Aarohi was founded by Oona and Sushil Sharma, a rural development specialist and a doctor, respectively in August 1992. With experience of social work in this region, they knew that life in the mountains was uncertain and difficult, but their love for this unique environment encouraged them to stay on.

The name ‘Aarohi’ derives from classical Hindustani music, signifying ascendance or growth…the growth of thought, creativity and harmony.

Beginning with specific development plans in 4 villages, Aarohi set to work with a focus in natural resource management and curative services, eventually adding to this, a livelihoods initiative and a primary school.

Oona, the founding spirit of Aarohi, left us prematurely in 1996. Her direction set the foundation for change, and the processes continued to expand in ever increasing circles to involve more and more people.

The organization is headquartered in Satoli, a village 6,000 feet above sea level, in Nainital District. Its over two-decade journey has been one of trials and tribulations, but also of much excitement and growth.

Once-sleepy Satoli is today a buzzing node of grassroots action that has, in some way or other, touched the lives of over 50,000 people in hundreds of villages.

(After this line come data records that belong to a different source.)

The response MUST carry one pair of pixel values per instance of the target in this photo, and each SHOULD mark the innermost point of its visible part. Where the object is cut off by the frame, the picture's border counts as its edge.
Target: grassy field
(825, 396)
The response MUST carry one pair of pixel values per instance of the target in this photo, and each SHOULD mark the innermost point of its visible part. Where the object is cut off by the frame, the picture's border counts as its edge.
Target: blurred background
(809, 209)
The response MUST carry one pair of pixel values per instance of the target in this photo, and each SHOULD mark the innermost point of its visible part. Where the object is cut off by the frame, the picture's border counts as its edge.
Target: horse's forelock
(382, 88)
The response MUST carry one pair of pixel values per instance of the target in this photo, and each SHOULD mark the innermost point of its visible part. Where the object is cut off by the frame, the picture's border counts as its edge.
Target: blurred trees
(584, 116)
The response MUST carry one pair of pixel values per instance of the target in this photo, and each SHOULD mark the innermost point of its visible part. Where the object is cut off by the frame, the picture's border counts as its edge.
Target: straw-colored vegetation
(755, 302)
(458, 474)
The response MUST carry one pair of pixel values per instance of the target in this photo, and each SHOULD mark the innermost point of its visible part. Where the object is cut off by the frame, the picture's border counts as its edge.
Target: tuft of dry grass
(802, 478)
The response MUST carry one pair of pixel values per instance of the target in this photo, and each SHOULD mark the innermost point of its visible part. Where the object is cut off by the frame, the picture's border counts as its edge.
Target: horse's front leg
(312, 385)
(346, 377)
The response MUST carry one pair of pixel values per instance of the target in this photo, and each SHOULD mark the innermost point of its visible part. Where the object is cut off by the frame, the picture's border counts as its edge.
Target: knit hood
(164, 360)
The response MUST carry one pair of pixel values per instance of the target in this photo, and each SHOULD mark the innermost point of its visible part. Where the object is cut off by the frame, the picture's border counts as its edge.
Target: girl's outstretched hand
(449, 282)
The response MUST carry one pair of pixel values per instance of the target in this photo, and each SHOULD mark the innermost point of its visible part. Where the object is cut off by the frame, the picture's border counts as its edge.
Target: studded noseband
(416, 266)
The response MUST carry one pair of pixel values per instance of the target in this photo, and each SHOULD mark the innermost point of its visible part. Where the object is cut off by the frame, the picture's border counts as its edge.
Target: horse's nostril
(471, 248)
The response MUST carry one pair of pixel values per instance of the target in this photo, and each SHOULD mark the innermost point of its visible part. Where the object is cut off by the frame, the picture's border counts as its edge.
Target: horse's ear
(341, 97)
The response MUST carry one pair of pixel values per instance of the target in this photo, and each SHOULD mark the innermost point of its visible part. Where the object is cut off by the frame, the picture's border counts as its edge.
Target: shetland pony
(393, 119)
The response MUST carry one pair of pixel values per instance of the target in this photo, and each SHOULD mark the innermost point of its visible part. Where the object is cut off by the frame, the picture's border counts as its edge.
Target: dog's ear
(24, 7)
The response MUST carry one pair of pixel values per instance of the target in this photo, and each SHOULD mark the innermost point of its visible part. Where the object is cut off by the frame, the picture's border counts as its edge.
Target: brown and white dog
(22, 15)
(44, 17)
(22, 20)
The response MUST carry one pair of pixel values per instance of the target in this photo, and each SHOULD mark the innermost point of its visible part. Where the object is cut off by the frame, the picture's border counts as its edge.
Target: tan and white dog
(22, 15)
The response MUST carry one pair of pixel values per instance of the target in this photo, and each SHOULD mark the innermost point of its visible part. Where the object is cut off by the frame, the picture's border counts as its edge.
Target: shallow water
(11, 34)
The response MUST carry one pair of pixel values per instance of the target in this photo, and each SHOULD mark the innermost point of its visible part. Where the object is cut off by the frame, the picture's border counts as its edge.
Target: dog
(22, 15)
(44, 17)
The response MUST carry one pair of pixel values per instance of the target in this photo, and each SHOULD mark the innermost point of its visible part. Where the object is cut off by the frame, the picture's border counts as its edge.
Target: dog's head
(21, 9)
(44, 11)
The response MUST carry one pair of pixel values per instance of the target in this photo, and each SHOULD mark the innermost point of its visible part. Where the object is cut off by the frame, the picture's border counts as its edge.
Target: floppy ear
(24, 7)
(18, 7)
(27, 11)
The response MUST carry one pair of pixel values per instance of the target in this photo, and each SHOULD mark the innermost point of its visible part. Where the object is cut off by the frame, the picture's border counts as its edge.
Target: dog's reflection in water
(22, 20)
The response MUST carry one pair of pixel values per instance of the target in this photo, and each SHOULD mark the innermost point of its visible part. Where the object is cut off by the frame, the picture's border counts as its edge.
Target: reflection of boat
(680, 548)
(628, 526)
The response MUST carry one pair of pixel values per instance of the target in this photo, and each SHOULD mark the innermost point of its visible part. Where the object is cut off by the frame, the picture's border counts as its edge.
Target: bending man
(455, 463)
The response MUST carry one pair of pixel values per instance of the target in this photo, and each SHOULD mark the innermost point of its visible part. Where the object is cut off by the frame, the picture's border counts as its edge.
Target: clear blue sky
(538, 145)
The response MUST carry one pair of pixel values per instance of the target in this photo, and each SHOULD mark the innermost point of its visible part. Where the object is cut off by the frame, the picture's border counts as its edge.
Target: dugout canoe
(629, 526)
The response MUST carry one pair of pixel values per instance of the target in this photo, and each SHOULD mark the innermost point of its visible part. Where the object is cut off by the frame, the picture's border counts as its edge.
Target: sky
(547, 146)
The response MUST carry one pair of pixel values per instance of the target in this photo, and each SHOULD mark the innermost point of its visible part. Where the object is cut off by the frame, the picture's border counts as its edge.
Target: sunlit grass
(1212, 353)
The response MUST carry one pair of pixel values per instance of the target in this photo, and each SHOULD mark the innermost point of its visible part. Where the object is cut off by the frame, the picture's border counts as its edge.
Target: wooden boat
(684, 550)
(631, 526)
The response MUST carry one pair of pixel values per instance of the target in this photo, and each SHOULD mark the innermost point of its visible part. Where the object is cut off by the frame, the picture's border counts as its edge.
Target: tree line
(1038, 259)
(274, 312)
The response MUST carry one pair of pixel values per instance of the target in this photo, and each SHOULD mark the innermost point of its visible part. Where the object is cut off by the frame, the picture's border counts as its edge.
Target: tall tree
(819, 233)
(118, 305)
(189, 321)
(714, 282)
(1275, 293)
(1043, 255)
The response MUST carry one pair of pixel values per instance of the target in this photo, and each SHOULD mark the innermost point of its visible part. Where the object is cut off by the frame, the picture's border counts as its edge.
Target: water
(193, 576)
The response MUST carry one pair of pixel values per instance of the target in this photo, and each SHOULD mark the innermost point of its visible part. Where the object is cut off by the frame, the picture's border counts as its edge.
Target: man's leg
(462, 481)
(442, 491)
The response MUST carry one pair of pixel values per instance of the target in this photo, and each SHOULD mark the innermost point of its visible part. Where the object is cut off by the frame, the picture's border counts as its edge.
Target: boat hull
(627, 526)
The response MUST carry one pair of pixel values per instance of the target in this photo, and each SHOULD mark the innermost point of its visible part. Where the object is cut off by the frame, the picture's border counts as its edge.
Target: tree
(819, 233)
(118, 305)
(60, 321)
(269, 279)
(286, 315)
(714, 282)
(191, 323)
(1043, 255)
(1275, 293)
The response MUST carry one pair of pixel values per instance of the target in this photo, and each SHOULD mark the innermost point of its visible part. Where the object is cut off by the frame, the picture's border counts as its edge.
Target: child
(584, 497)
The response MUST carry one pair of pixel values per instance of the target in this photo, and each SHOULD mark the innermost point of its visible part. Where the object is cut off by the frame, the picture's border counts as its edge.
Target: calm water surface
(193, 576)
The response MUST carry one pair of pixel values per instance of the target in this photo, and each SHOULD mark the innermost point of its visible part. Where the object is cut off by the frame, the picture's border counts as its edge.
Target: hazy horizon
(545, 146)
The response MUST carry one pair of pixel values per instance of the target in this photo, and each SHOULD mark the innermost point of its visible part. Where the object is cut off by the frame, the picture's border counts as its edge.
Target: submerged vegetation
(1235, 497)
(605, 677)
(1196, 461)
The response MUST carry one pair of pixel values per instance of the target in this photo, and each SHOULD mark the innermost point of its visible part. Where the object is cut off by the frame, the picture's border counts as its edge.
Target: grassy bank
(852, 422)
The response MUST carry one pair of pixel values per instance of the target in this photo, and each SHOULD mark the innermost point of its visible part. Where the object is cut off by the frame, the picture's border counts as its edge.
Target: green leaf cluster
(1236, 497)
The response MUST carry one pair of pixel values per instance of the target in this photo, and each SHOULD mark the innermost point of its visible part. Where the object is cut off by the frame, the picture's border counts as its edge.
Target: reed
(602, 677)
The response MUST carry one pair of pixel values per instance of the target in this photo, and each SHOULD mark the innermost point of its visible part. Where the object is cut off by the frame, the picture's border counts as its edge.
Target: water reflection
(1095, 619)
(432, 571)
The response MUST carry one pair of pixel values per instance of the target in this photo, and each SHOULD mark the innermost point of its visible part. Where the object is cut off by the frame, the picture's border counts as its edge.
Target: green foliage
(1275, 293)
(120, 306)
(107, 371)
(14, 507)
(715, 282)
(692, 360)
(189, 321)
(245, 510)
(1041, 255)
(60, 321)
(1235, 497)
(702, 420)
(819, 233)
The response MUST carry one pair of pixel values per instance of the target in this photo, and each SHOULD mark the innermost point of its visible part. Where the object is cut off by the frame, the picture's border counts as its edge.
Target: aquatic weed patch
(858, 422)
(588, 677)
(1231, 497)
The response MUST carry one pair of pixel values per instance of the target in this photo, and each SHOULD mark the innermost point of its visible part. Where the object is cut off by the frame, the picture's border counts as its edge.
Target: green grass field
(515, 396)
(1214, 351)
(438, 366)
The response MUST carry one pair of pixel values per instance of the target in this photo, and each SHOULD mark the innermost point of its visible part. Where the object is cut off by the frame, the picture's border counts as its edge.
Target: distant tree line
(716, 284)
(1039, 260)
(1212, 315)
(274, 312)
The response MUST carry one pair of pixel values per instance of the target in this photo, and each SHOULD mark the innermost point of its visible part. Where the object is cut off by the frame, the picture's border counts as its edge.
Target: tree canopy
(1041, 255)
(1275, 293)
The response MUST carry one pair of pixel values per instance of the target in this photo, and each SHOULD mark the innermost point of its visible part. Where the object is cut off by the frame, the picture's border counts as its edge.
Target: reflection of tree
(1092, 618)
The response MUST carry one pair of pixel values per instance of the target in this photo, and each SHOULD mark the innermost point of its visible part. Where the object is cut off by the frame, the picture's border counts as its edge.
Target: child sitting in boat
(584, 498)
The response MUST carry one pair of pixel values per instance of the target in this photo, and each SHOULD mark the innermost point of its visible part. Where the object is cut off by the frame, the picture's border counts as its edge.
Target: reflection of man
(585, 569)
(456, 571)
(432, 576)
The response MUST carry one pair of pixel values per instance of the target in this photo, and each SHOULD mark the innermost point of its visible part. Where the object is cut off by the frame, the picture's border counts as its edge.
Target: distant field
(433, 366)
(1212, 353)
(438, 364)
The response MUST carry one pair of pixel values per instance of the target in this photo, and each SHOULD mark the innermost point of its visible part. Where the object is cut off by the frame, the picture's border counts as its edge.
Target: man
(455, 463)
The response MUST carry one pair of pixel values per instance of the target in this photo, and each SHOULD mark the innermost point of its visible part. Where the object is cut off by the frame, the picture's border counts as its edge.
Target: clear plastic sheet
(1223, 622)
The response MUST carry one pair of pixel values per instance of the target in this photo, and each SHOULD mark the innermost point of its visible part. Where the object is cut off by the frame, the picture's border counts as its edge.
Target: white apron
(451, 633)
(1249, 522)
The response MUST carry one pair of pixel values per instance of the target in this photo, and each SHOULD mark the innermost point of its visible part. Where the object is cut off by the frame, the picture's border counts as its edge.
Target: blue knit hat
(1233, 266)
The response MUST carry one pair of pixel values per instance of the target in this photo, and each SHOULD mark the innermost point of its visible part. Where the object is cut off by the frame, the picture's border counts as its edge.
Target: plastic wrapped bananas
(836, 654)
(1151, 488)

The area and its challenges

Culturally unique, the region is inhabited by communities which live in harmony with the nature. Farming is household based subsistence farming, with little to no marketable surplus. Over years, they have learnt to manage the fragile mountain ecosystem and cope with the hardships synonymous to mountain existence. The art, the architecture, the agricultural practices, the conservation and management of natural resources, the frugal technologies; the very way of life has been shaped through generations of interaction with these mountains.

The mountain people are amongst the most disadvantaged people, anywhere in the world. Harsh climate, difficult terrain and poor access hamper development in the region. Being away from the centre of commerce and power, the communities here remain on the periphery. Migration is one of the highest in the mountains. Health, especially of the women and children is compromised. Poor infrastructure makes access to services difficult. Oppressive social practices and traditions further reduce the scope for change.

Development work takes a different dimension and scale here.